Questo costrutto si fonda sulle teorie della Embodied Cognition, legata a recenti ricerche nel campo delle scienze cognitive, dei sistemi dinamici, dell’intelligenza artificiale, della robotica e della neurobiologia. Per la embodied cognition l’apprendimento multipercettivo permette di valutare come il sistema motorio e percettivo influenzi la cognizione e potenzi capacità e connettività cerebrali: il corpo modula i processi di apprendimento e aumenta le capacità attenzionali e motivazionali. In un classico contesto di didattica museale il corpo è parzialmente inattivo perché l’utente deve ‘vedere’ senza avere la possibilità di visionare fisicamente lo stimolo.
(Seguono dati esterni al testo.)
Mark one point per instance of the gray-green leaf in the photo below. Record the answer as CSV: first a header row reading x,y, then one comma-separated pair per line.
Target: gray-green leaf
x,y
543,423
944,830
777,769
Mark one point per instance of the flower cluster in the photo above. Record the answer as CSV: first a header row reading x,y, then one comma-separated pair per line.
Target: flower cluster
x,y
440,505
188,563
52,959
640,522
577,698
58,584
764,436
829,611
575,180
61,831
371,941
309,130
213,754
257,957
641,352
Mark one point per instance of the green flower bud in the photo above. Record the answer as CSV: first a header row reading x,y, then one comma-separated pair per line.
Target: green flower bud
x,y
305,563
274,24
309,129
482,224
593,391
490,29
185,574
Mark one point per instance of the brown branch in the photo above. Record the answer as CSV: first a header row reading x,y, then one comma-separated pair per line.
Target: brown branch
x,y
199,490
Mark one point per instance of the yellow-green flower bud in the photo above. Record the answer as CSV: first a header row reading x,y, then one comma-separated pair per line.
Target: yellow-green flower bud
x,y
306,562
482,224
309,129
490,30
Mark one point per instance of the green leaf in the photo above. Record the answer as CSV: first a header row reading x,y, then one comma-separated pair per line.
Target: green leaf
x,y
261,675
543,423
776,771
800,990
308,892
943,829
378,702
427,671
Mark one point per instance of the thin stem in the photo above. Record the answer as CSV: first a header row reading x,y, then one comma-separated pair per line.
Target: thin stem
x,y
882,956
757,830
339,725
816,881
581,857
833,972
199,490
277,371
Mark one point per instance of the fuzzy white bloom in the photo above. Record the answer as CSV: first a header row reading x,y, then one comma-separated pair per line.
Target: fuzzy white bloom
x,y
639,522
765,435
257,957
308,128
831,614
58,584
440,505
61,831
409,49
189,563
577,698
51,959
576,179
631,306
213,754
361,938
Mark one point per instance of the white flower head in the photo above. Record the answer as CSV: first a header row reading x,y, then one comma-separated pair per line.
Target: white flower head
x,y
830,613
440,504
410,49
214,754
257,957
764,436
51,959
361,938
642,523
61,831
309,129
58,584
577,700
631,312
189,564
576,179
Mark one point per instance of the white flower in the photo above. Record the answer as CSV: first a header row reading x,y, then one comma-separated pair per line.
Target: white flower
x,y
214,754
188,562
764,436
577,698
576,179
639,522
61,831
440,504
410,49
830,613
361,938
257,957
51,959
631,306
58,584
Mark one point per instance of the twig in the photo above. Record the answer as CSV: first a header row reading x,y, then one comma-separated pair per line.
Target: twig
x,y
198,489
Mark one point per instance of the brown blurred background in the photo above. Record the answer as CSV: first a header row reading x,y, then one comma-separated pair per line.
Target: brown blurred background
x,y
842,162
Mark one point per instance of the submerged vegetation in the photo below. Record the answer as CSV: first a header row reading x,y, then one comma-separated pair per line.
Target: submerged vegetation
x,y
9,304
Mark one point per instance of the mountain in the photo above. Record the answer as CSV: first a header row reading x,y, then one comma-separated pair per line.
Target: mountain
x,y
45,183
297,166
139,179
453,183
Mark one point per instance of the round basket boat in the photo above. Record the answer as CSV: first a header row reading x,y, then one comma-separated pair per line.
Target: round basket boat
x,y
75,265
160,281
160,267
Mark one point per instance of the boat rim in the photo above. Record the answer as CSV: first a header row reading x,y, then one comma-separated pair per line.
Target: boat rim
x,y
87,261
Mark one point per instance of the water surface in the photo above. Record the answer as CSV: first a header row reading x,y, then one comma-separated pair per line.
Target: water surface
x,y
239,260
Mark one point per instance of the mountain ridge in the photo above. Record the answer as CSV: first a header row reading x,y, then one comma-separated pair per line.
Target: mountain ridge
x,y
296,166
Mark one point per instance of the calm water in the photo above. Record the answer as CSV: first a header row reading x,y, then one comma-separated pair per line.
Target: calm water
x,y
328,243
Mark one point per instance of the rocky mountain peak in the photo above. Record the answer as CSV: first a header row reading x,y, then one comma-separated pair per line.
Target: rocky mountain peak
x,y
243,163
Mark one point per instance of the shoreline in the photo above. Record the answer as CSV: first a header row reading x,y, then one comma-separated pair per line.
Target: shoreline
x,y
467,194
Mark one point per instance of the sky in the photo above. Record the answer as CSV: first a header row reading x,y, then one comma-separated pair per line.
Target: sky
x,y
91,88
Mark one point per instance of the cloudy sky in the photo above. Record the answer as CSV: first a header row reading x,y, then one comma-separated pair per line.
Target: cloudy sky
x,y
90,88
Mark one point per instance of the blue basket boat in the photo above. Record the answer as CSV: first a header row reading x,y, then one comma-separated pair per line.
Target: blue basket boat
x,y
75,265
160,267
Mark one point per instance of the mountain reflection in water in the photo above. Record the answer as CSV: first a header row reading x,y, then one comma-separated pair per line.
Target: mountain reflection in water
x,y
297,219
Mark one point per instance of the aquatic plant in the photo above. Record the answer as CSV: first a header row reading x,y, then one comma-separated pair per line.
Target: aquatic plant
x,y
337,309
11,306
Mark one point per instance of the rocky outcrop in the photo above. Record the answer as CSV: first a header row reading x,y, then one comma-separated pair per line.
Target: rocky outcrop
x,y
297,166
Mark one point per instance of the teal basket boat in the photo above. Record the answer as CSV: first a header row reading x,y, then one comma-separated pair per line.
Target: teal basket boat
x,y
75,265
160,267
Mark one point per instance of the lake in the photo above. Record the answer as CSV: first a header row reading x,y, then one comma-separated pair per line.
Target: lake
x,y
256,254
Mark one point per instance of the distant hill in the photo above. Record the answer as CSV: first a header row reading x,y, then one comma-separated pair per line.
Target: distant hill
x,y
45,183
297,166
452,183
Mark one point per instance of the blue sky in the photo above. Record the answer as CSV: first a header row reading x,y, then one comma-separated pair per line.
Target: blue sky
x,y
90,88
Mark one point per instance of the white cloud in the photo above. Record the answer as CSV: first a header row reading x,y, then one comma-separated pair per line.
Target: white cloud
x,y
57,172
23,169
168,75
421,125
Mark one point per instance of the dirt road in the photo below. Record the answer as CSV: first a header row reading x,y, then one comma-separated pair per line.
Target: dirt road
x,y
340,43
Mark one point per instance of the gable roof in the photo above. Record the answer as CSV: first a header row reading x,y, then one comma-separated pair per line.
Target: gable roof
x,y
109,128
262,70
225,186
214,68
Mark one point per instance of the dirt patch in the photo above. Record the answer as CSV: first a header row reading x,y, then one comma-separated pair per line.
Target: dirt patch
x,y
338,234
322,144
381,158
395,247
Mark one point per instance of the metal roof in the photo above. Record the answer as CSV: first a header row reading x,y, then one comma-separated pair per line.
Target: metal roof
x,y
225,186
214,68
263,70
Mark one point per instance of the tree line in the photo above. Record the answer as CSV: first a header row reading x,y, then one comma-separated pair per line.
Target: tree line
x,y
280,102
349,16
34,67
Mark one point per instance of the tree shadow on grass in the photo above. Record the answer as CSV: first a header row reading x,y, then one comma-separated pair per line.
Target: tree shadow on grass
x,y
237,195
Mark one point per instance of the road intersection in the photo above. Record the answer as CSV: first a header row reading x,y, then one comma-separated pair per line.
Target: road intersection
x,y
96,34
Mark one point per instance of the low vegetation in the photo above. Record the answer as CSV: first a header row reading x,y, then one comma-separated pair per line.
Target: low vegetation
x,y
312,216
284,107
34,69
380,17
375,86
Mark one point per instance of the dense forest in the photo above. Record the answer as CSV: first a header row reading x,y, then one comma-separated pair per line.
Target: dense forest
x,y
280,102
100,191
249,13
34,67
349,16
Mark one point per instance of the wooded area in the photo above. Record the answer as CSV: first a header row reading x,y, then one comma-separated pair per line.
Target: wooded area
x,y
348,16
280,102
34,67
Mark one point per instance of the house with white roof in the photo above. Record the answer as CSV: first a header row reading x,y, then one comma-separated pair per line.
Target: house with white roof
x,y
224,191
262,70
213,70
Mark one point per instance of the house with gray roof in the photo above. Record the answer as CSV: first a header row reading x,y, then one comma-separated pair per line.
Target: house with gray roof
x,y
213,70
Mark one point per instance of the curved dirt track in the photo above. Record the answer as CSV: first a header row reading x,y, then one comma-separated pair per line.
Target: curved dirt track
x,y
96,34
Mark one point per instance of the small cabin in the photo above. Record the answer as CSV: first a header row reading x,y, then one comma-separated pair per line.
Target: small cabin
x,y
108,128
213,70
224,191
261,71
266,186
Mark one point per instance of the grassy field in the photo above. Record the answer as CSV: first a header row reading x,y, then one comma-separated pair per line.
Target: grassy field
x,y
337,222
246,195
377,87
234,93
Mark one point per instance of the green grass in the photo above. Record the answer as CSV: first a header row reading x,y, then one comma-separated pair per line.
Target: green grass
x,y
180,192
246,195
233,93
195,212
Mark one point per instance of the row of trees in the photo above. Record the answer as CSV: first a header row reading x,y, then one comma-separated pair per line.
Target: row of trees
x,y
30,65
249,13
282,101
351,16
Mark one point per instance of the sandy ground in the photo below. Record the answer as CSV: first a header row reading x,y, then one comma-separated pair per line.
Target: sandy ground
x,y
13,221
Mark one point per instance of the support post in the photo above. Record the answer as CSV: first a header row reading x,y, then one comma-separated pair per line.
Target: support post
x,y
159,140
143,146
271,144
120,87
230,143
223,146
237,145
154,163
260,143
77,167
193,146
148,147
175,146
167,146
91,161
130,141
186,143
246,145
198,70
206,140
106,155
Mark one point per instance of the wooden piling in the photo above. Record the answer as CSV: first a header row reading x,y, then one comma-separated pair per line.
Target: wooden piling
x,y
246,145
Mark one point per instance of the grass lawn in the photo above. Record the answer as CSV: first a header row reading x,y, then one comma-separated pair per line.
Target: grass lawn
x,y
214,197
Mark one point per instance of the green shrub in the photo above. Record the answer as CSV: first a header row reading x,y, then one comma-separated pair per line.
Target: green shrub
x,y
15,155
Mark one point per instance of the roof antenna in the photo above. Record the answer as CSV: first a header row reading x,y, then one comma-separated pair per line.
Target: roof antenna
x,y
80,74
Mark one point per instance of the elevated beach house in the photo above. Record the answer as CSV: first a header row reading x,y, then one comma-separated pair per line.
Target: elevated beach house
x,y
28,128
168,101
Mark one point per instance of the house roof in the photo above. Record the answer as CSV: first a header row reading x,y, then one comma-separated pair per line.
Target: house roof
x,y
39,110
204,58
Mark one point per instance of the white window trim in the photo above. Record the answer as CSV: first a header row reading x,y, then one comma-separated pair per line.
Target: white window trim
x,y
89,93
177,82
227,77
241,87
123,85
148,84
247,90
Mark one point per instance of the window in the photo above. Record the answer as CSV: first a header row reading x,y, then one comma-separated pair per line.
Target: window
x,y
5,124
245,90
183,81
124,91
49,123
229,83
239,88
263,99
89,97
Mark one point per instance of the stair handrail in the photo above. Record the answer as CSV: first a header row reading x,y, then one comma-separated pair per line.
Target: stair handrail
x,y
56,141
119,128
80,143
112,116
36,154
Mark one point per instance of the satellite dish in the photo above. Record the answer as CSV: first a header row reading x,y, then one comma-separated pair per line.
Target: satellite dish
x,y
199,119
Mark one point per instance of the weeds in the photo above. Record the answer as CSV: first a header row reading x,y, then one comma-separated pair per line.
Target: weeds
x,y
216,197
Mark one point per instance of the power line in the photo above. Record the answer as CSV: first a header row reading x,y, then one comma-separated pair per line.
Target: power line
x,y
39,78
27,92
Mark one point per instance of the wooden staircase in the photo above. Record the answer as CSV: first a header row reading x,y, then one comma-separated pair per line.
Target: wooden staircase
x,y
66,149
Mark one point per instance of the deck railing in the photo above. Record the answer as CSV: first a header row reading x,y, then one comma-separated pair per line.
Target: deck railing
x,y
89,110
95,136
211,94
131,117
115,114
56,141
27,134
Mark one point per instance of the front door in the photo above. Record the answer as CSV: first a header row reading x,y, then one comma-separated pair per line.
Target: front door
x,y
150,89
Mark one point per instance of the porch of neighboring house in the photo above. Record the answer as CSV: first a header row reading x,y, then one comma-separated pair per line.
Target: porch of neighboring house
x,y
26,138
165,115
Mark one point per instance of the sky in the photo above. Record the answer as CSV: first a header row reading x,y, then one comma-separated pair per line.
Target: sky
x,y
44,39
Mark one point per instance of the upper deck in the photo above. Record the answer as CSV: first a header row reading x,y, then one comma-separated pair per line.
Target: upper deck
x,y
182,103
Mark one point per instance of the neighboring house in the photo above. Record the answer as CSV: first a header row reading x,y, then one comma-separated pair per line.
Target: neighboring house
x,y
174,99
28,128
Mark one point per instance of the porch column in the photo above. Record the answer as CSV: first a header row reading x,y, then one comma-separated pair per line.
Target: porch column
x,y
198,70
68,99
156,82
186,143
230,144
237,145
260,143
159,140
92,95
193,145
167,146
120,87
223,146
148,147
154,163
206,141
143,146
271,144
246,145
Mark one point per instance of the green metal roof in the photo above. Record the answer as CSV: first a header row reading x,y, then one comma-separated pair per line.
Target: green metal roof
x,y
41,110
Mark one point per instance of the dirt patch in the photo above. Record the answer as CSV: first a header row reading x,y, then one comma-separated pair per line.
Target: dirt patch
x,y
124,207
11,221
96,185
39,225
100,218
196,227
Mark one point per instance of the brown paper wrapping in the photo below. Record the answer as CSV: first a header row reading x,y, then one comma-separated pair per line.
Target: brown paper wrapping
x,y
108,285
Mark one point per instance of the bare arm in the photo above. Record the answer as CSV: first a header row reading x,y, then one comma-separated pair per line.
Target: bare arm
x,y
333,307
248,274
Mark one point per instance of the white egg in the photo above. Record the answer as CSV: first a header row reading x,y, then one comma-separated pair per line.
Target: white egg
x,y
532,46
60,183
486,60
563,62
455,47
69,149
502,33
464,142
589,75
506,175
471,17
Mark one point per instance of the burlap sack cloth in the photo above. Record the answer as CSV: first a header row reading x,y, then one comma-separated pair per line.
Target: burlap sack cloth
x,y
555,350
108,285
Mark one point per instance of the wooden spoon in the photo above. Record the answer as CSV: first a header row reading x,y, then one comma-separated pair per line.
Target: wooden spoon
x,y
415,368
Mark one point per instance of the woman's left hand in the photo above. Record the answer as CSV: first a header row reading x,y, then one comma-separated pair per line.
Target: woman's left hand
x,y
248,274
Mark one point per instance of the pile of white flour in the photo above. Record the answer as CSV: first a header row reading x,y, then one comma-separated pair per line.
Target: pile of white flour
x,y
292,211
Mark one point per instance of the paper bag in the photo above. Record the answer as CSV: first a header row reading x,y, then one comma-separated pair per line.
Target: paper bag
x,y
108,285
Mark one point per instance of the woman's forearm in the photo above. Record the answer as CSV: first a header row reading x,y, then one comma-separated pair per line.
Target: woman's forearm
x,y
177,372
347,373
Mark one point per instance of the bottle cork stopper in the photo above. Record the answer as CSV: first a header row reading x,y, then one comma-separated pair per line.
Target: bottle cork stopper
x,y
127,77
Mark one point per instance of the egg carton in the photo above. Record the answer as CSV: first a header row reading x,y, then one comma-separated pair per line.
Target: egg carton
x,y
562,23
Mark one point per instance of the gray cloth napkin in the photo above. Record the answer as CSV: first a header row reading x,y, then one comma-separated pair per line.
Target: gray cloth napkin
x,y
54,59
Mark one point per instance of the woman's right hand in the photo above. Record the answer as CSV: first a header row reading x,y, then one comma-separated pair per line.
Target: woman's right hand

“I livelli che vengono attivati in un visitatore museale, in situazioni di elevata ‘competence’ dell’oggetto percepito, sono livelli simbolici e affettivi. In situazioni di elevata competenza artistica, si può presentare, davanti alla visione dello stimolo reale, oggetto di osservazione, uno scompenso affettivo ed emozionale, dovuto alla semplice interazione visiva con l’oggetto. Si tratta, in questo caso, di far parte di un ‘insieme gestaltiano’ di relazione con una sorta di oggetto transizionale immaginato di cui, in una situazione museale o legata ai beni culturali, si può avere un’esperienza diretta. Questa sindrome è chiamata Sindrome di Stendhal o sindrome da “hyperkulturemia”. Sintomi simili possono essere elicitati da esperienze culturali estreme, specialmente se vissuti a lungo e rappresentati da esperienze significative per il soggetto, anche a livello religioso, ad esempio nella Jerusalem syndrome che si presenta in siti storici o religiosi”.